Vladimir Poutine a affirmé ce jeudi que l’affaire russe avait été «inventée» par les opposants de Donald Trump pour délégitimiser son travail. Robert Mueller a néanmoins dévoilé un témoin clé pour son enquête le 1er décembre: Michael Flynn. L’ancien conseiller de la Maison-Blanche à la Sécurité nationale a plaidé coupable de mensonge au FBI sur un contact avec un diplomate russe en décembre de l’année dernière. Selon des sources citées par les médias américains, c’est Jared Kushner, le gendre de Donald Trump, qui aurait demandé à Michael Flynn d’établir la communication avec l’ambassadeur de Russie.

«L’inculpation de Michael Flynn est un développement majeur dans l’enquête, explique Claire Finkelstein. Il est improbable que Robert Mueller ait accepté un plaider coupable aussi léger de Michael Flynn sans avoir reçu en échange des informations clés sur d’autres acteurs de cette affaire.» La professeure espère que Robert Mueller pourra mener son enquête jusqu’au bout: «C’est la meilleure chance que nous ayons de rétablir l’État de droit dans ce pays, conclut-elle. Mais même si le président décidait de renvoyer Robert Mueller, l’enquête ne s’arrêterait pas.» (24 heures)

Créé: 15.12.2017, 07h30

Le procureur doit composer avec 4 autres enquêtes

Robert Mueller n’est pas seul. L’ancien patron du FBI qui a été nommé en mai pour faire la lumière sur l’interférence russe dans la campagne électorale doit composer avec quatre enquêtes parlementaires, menées par la Chambre des représentants et le Sénat. Robert Mueller, un procureur républicain de 73 ans qui a combattu au Vietnam, est responsable de l’enquête pénale qui a déjà débouché sur la mise en examen de deux anciens cadres de la campagne de Donald Trump et sur le plaider coupable de Michael Flynn, l’ex-conseiller à la Sécurité nationale, ainsi que sur celui de George Papadopoulos, un conseiller de Donald Trump en matière de politique étrangère pendant la campagne électorale de 2016.
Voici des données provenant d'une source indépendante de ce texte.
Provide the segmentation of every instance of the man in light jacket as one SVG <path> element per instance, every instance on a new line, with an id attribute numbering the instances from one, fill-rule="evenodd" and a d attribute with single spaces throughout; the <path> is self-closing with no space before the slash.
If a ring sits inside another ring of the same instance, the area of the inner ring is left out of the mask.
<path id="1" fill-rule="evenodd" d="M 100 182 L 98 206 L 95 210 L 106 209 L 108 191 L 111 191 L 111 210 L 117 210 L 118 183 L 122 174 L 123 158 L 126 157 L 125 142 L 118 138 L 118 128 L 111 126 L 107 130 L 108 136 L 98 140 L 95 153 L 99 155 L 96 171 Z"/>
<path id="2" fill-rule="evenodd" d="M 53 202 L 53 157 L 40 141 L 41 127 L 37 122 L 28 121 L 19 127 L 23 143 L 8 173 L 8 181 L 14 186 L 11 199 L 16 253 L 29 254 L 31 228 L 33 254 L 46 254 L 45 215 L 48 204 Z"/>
Parallèlement, quatre commissions – deux de la Chambre des représentants et deux du Sénat – tentent de faire la lumière sur la collusion potentielle entre le clan Trump et Moscou pendant la campagne électorale. La teneur de ces enquêtes est plus politique que celle de Robert Mueller, car elles sont menées par des commissions contrôlées par le parti républicain du président. Devin Nunes, un parlementaire conservateur considéré comme proche de la Maison-Blanche et qui dirigeait l’une de ces enquêtes parlementaires, a d’ailleurs été mis sur la touche cette année après avoir fait l’objet d’une investigation d’une commission d’éthique.
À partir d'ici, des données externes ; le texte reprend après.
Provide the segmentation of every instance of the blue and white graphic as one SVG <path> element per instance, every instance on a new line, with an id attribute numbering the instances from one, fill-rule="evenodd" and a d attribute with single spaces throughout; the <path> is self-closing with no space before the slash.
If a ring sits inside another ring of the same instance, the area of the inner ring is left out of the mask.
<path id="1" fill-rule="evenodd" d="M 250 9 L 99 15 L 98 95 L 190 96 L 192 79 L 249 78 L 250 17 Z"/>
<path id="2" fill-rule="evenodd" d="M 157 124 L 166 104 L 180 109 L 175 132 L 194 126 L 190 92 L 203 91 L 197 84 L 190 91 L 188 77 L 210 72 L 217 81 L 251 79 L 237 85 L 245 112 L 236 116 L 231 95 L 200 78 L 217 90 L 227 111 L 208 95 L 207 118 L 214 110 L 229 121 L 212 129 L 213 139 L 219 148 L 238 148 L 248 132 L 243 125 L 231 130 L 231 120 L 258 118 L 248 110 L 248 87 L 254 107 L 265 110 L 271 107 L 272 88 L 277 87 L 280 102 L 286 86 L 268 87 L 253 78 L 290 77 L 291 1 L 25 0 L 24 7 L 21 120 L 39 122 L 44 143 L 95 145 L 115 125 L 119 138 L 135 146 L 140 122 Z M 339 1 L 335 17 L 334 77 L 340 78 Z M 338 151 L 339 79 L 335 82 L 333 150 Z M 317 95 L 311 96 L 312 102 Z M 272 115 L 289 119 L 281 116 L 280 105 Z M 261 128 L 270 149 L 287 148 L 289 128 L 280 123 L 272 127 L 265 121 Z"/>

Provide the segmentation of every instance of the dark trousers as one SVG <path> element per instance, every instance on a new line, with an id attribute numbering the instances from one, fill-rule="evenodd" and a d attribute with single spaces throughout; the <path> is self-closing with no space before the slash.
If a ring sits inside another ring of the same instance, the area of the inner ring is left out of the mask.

Selon des révélations du New York Times le mois dernier, Donald Trump a demandé à plusieurs sénateurs républicains d’abandonner leur enquête sur la Russie. La Maison-Blanche a assuré que le président n’avait pas outrepassé son pouvoir avec sa requête aux parlementaires. Un argument qui n’a pas convaincu l’opposition démocrate, qui a dénoncé par la voix de Dianne Feinstein, une sénatrice de Californie, la «pression» exercée par Donald Trump.